Beim Schafverband mag man sich - aus nachvollziehbaren Gründen - nicht so Recht über die Rückkehr freuen: „Wenn Schafe gerissen werden, kann mich das nicht froh macht“, sagt NRW-Sprecher Mark Dünow. Aber: Man akzeptiere, wenn die Gesellschaft die Rückkehr des Wolfes wolle – nur „muss sie dann auch für die Folgen aufkommen“. Sprich: Für gerissenes Weidevieh und für einen besseren Schutz von Schaf & Co.

Mobile Elektrozäune zum Schutz

Das geschieht, wie ein Sprecher von Minister Remmel versichert.
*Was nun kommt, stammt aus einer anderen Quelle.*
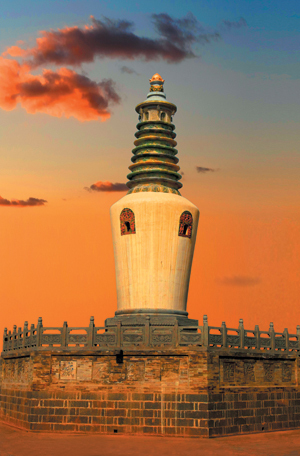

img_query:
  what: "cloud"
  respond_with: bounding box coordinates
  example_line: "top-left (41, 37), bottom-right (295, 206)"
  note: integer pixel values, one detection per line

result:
top-left (221, 17), bottom-right (248, 29)
top-left (0, 196), bottom-right (47, 207)
top-left (217, 275), bottom-right (261, 287)
top-left (196, 166), bottom-right (217, 174)
top-left (120, 65), bottom-right (139, 75)
top-left (0, 56), bottom-right (120, 121)
top-left (5, 13), bottom-right (220, 68)
top-left (0, 13), bottom-right (246, 121)
top-left (84, 181), bottom-right (128, 192)
top-left (152, 13), bottom-right (221, 50)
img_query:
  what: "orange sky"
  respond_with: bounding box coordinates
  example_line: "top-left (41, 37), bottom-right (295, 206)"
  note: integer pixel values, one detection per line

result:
top-left (0, 183), bottom-right (300, 348)
top-left (0, 0), bottom-right (300, 350)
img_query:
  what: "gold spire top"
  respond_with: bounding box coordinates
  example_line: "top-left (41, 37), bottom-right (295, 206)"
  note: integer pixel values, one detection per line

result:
top-left (149, 73), bottom-right (165, 82)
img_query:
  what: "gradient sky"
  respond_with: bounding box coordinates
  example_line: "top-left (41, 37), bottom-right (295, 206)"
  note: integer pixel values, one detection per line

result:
top-left (0, 0), bottom-right (300, 342)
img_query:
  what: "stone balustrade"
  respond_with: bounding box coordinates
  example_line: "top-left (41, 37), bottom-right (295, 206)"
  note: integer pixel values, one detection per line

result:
top-left (3, 315), bottom-right (300, 355)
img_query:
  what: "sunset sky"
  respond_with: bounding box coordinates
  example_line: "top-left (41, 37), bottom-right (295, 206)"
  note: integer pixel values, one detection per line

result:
top-left (0, 0), bottom-right (300, 342)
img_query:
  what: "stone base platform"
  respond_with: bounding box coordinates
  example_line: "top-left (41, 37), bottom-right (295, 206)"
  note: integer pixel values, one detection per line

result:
top-left (0, 347), bottom-right (300, 437)
top-left (0, 314), bottom-right (300, 437)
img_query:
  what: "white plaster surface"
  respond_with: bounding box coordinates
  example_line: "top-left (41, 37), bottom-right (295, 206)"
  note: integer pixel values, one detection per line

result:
top-left (110, 192), bottom-right (199, 311)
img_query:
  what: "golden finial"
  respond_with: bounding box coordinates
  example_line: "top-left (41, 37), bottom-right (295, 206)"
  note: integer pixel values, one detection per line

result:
top-left (149, 73), bottom-right (165, 82)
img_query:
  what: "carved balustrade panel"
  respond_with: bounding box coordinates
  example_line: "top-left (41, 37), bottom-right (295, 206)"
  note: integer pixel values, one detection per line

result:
top-left (179, 331), bottom-right (202, 345)
top-left (41, 334), bottom-right (62, 345)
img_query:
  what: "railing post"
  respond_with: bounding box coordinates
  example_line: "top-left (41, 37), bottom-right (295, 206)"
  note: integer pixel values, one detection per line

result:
top-left (283, 328), bottom-right (289, 351)
top-left (296, 325), bottom-right (300, 350)
top-left (269, 321), bottom-right (275, 353)
top-left (29, 323), bottom-right (34, 346)
top-left (61, 321), bottom-right (68, 347)
top-left (145, 315), bottom-right (150, 347)
top-left (88, 317), bottom-right (95, 348)
top-left (202, 315), bottom-right (208, 347)
top-left (117, 321), bottom-right (122, 349)
top-left (23, 321), bottom-right (28, 348)
top-left (36, 317), bottom-right (43, 347)
top-left (174, 318), bottom-right (178, 347)
top-left (254, 325), bottom-right (260, 350)
top-left (11, 325), bottom-right (17, 350)
top-left (3, 328), bottom-right (8, 351)
top-left (222, 321), bottom-right (227, 348)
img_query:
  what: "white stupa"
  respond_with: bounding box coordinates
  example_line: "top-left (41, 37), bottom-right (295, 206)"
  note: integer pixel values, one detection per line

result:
top-left (111, 74), bottom-right (199, 317)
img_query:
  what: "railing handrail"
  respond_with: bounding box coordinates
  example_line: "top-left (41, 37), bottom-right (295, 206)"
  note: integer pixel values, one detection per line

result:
top-left (3, 316), bottom-right (300, 354)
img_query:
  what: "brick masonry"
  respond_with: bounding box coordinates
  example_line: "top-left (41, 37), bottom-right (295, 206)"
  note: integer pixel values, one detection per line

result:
top-left (0, 348), bottom-right (300, 437)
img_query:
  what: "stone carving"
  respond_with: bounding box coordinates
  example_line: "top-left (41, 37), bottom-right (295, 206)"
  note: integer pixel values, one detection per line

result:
top-left (208, 334), bottom-right (223, 345)
top-left (244, 336), bottom-right (256, 347)
top-left (59, 361), bottom-right (77, 380)
top-left (42, 334), bottom-right (61, 345)
top-left (223, 361), bottom-right (235, 382)
top-left (95, 333), bottom-right (116, 345)
top-left (123, 334), bottom-right (143, 344)
top-left (264, 363), bottom-right (274, 382)
top-left (152, 333), bottom-right (173, 345)
top-left (3, 315), bottom-right (300, 354)
top-left (120, 207), bottom-right (135, 236)
top-left (178, 211), bottom-right (193, 238)
top-left (150, 85), bottom-right (164, 92)
top-left (244, 361), bottom-right (255, 382)
top-left (68, 334), bottom-right (87, 344)
top-left (275, 336), bottom-right (285, 348)
top-left (282, 363), bottom-right (292, 382)
top-left (180, 333), bottom-right (202, 344)
top-left (127, 361), bottom-right (145, 382)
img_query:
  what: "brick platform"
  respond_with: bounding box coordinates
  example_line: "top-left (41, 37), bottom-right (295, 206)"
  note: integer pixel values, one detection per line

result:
top-left (0, 347), bottom-right (300, 437)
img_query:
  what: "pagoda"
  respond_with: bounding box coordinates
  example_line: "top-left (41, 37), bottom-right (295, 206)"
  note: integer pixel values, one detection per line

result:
top-left (111, 74), bottom-right (199, 324)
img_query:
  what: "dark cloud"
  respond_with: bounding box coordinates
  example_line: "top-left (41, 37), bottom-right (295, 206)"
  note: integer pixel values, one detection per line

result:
top-left (221, 17), bottom-right (248, 29)
top-left (120, 65), bottom-right (139, 75)
top-left (0, 57), bottom-right (120, 121)
top-left (84, 181), bottom-right (128, 192)
top-left (152, 13), bottom-right (220, 49)
top-left (5, 13), bottom-right (220, 68)
top-left (196, 166), bottom-right (217, 173)
top-left (0, 196), bottom-right (47, 207)
top-left (217, 276), bottom-right (261, 287)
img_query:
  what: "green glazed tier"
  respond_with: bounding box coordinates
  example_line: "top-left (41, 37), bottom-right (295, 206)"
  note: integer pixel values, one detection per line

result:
top-left (126, 120), bottom-right (182, 195)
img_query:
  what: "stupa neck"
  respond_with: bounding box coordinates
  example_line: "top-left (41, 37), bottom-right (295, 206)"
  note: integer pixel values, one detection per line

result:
top-left (127, 74), bottom-right (182, 195)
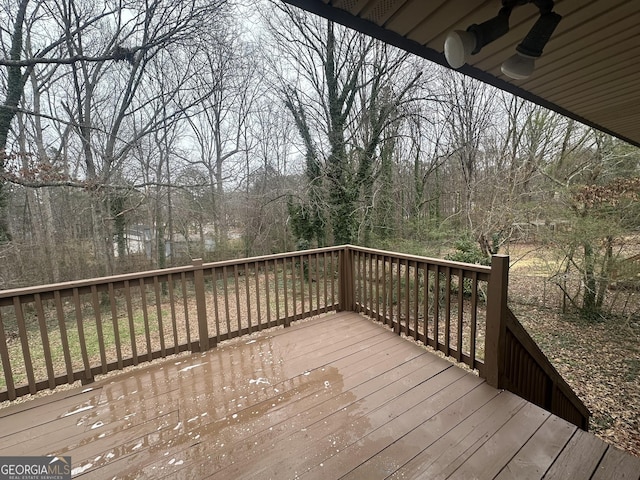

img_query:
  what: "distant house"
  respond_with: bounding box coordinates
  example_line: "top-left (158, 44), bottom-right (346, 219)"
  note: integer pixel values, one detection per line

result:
top-left (113, 225), bottom-right (216, 259)
top-left (113, 225), bottom-right (154, 258)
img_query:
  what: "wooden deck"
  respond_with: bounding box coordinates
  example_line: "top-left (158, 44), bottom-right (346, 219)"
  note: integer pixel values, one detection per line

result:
top-left (0, 313), bottom-right (640, 480)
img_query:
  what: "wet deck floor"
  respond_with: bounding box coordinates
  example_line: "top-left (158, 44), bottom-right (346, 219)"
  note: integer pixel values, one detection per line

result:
top-left (0, 313), bottom-right (640, 480)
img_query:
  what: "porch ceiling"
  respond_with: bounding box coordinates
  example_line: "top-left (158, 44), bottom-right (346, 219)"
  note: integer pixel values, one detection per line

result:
top-left (284, 0), bottom-right (640, 146)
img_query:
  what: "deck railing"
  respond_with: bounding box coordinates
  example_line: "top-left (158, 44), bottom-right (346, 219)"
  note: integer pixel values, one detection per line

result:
top-left (0, 246), bottom-right (589, 429)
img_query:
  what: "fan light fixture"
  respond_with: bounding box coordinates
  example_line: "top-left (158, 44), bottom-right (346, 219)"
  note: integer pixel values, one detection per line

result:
top-left (444, 0), bottom-right (562, 80)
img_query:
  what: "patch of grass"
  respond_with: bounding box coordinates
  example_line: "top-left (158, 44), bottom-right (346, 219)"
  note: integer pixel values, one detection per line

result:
top-left (0, 309), bottom-right (168, 389)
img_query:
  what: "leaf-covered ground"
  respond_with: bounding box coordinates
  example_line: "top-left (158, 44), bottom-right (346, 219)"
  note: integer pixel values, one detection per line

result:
top-left (509, 270), bottom-right (640, 456)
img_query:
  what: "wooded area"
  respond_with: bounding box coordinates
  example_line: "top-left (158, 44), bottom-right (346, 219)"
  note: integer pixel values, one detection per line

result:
top-left (0, 0), bottom-right (640, 318)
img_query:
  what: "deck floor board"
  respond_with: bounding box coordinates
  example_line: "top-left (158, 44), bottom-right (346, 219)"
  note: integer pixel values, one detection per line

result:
top-left (0, 313), bottom-right (640, 480)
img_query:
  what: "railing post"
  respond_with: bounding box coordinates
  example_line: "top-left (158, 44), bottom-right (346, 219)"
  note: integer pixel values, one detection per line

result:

Das gerissene (und mittlerweile eingeschläferte) Schaf wird ersetzt, dafür gibt es einen Etat. Zudem hat das Land NRW extra für das Auftauchen von Wölfen mobile Elektrozäune und Kameras angeschafft. Eines diesen mobilen Sets ist jetzt unterwegs nach Stemwede. Zudem macht sich ein Arbeitskreis aus Behörden, Schafzüchtern und Tierschützern Gedanken, was man alles tun kann (und muss), wenn der Wolf sich tatsächlich wieder ansiedelt.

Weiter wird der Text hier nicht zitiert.